Tam altı aydır bugünü bekliyordu o. Altı ay önce, 1877 yılının Temmuz ayında, duyduğu bir haberle kalbi öfkeden sıkışacak gibi olduğu günden beri hazırlanıyordu bu eyleme. St Petersburg şehrine döneli bir yılı geçmişti ve dizgici olarak çalıştığı yasadışı bir matbaada almıştı bu haberi.
İlk defa on yedi yaşında iken gelmişti bu şehre Vera Zasuliç. Devrimci düşüncelerle tanıştığı Moskova’daki yatılı bir okulda eğitimini tamamladıktan hemen sonra. Okulda iken katıldığı, Çar’ı öldürmeyi hedefleyen dönemin radikal grubu Ishutin çevresinin verdiği akşam konferanslarından oldukça etkilenmiş bir şekilde hem de. Bir süre katiplik yaptıktan sonra hem bir dokuma kolektifinde iş bulup çalışmaya başlamış hem de diğer gençler gibi o da işçileri eğitme hareketi içinde yer almıştı. Ve bu faaliyet içinde iken tanışmıştı ilk yakalanmasına neden olacak olan Sergei Nechaev ile.

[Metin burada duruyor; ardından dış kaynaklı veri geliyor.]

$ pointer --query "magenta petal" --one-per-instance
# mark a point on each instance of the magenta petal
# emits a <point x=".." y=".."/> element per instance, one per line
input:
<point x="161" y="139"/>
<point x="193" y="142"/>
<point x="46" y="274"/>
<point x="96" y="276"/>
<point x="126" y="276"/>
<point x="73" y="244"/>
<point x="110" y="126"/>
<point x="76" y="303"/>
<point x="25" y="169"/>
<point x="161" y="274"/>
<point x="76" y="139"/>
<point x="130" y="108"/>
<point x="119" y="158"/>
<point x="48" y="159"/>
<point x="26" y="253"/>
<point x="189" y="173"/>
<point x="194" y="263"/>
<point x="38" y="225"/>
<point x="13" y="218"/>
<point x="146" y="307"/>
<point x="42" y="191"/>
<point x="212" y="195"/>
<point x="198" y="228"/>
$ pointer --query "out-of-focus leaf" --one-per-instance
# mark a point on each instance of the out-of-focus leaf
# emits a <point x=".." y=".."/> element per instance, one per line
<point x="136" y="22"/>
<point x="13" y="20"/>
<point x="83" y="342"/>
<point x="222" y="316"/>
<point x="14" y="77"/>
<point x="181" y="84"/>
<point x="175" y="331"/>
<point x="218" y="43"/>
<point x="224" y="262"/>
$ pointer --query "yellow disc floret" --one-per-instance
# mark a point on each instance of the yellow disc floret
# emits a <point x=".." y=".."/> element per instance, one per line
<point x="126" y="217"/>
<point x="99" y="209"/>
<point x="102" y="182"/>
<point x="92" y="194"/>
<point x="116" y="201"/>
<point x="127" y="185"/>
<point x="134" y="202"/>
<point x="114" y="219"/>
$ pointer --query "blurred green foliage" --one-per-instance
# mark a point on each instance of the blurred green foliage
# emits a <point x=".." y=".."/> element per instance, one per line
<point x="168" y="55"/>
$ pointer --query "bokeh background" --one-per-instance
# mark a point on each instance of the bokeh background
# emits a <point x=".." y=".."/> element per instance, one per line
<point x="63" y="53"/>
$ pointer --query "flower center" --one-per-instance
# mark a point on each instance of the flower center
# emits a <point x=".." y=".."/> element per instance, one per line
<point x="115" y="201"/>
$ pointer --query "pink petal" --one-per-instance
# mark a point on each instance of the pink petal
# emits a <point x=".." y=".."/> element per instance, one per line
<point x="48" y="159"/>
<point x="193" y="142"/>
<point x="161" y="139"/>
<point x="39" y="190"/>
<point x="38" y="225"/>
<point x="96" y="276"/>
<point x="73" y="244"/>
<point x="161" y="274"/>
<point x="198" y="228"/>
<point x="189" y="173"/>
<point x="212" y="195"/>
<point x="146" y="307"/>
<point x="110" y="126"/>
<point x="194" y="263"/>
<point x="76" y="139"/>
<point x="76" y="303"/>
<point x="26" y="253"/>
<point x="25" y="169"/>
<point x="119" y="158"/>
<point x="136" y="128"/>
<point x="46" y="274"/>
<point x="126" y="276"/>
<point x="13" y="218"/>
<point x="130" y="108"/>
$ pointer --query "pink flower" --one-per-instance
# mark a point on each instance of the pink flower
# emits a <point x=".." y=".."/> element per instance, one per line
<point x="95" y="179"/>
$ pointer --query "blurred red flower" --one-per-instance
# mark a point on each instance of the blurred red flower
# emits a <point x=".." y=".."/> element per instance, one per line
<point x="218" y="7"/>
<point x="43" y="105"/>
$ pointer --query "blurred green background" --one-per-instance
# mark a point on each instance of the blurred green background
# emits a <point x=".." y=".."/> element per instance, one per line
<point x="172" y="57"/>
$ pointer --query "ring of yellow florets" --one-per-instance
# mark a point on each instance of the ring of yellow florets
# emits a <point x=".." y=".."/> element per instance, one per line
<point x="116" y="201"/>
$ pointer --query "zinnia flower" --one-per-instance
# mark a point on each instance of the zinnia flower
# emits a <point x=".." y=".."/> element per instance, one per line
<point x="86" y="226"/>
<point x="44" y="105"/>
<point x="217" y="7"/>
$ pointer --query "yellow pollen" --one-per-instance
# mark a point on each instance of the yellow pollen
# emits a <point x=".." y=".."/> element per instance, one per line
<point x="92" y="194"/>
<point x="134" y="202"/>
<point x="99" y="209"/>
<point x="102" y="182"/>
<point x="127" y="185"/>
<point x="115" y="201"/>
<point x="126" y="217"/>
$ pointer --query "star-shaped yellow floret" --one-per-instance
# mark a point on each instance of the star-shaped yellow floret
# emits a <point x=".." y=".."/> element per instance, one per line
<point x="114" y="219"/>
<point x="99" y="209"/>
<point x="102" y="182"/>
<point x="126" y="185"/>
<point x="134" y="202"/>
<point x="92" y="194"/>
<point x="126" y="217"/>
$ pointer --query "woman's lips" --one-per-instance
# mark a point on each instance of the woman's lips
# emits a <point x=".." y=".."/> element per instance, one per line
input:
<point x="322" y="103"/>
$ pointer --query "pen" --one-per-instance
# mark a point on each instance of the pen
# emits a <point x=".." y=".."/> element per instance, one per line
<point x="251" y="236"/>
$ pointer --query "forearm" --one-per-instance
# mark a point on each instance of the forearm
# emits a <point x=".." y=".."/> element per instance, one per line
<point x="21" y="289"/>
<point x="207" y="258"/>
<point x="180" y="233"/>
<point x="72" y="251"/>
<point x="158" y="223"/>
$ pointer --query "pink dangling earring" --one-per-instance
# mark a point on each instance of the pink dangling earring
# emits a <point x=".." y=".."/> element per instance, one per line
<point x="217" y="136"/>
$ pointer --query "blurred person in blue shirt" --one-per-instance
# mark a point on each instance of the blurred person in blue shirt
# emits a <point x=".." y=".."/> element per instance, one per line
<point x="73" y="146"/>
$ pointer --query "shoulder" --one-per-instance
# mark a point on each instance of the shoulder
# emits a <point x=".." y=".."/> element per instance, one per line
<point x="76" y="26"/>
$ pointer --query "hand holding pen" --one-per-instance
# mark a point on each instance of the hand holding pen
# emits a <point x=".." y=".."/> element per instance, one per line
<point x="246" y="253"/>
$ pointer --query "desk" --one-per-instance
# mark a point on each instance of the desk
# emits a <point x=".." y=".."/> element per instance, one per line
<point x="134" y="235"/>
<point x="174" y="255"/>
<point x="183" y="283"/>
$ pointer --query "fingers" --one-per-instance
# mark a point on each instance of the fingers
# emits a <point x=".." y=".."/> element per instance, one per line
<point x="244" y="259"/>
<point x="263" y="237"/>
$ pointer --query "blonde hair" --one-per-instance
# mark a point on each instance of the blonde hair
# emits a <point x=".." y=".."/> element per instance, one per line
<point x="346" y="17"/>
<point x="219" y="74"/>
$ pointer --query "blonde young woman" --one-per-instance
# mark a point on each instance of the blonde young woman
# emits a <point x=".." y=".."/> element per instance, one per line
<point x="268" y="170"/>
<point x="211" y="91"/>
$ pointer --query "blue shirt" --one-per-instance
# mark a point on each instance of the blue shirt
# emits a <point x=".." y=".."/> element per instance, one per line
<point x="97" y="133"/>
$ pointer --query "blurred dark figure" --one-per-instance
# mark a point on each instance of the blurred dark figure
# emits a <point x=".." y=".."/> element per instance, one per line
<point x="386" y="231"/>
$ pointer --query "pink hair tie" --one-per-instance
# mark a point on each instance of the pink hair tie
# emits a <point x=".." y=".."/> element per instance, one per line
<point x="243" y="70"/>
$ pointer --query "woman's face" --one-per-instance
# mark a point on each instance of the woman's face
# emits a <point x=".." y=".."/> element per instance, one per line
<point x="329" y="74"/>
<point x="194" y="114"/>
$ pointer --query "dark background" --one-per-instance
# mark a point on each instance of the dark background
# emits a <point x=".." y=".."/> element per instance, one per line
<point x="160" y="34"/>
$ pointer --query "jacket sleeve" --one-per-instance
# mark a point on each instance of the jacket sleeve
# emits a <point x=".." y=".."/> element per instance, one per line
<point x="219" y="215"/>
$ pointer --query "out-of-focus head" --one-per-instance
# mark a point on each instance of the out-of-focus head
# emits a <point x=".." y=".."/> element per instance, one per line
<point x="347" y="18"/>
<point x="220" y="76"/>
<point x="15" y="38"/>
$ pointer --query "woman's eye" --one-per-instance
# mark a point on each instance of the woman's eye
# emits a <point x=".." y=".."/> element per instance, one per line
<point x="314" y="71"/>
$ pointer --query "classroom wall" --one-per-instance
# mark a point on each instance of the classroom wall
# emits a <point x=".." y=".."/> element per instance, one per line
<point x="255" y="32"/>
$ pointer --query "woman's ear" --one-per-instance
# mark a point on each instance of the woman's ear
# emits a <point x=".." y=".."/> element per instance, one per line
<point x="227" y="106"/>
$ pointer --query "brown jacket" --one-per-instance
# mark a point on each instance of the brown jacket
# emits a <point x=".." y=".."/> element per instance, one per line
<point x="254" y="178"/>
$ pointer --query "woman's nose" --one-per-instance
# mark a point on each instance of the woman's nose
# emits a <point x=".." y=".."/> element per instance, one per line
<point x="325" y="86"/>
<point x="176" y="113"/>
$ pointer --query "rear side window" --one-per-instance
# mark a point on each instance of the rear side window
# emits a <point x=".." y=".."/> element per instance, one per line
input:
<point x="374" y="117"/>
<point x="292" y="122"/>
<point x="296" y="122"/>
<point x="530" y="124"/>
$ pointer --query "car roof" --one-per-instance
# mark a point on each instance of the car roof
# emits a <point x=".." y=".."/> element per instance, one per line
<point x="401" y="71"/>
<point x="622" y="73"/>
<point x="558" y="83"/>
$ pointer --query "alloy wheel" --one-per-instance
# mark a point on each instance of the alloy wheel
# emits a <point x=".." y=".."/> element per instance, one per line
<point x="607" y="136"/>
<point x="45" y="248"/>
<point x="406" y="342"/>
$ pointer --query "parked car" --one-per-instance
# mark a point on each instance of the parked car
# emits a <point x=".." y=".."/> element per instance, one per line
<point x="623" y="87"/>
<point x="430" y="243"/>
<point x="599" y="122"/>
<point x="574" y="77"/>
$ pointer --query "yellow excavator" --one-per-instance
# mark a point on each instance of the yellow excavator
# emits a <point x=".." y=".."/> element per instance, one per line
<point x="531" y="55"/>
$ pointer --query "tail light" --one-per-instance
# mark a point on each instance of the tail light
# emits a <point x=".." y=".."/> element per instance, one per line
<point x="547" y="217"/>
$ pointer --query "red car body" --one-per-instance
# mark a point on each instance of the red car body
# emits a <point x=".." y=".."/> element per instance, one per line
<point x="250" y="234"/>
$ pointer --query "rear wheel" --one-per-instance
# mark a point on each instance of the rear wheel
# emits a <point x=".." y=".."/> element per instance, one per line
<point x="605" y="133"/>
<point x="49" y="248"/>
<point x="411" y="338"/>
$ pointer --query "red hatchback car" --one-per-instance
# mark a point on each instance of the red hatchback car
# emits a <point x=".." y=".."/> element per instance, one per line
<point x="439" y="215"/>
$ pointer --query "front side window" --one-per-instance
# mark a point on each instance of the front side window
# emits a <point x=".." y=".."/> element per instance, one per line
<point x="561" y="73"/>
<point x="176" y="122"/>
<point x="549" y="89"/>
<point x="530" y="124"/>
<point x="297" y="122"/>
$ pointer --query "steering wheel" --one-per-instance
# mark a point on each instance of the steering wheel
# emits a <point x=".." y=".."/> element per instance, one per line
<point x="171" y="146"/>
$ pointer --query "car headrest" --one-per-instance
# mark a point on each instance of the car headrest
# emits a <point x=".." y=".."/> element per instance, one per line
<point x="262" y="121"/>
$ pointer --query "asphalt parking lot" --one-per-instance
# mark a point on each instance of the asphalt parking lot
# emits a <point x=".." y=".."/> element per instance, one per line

Nihilist olan Sergei Nechaev dönemin en radikal öğrenci liderinden biri idi ve devrimci tutkunun dışında hiçbir şey yoktu hayatında; ne aşk ne arkadaşlık ne de eğlence. Her şey davaya hizmet etmeliydi ve davaya hizmet dediği de genellikle kendi istek ve arzularını yerine getirmesi demekti.
Öğrenci eylemleri nedeniyle aranır duruma düşüp bölgeyi terk etmek zorunda kalınca, örgütsel ilişkilerini devam ettirebilmek için Vera’nın evini kullanmaya başlamıştı irtibat adresi gibi. Davaya hizmetten başka bir şey düşünmeyen Vera, Sergei’nin kendi adına gönderdiği bu mektupları uygun bir zaman ve yerde esas alıcılarına ulaştırıyordu. Uzun bir süre düzgün bir şekilde sürdü bu mektup trafiği. Ta ki, bir dikkatsizlik sonucu mektuplardan birinin polisin eline geçeceği 1869 yılının Nisan ayına kadar.
Adres dışında ellerinde başkaca hiçbir delil olmamasına rağmen, çıkarıldığı mahkemece tutuklanarak Litovski kalesine kapatıldı Vera Zazuliç. 19. yüzyıl başında, askeri amaçlarla inşa edilip sonradan siyasi tutsaklar için yüksek güvenlikli bir cezaevine dönüştürülen bu kalede tam iki yılını geçirecekti. Bu da yetmeyecek, cezaevinin ardından iki yıl boyunca uzak kuzeyde Tver’e sürgün edilecekti.
Ne cezaevi yaşamı ne de sürgün hayatı onu devrime hizmet etme düşüncesinden vazgeçirmiş, aksine kararlılığını daha da pekiştirmişti. Cezası bitip de özgürlüğüne kavuşur kavuşmaz öngördüğü gibi Kharkov’a giderek tıp kurslarına yazılacak ve kendilerini “Kiev Komüncüleri” olarak isimlendiren bir gruba katılacaktı. Bu grup ortak yaşam sürüyor, gelir ve giderleri paylaşıyor aynı zamanda işci ve köylülere yönelik propaganda faaliyeti yürütüyordu. Zasuliç’in Narodniklerle olan bağlarının güçlenmesi de bu döneme rastlar.
Ancak bu komün hayatı fazla sürmez. Bir süre sonra Rus jandarması tarafından fark edilen komün dağıtılacak ve yakalanmaktan kıl payı kurtulan Zasuliç yeniden St Petersburg’a dönmek zorunda kalacaktı.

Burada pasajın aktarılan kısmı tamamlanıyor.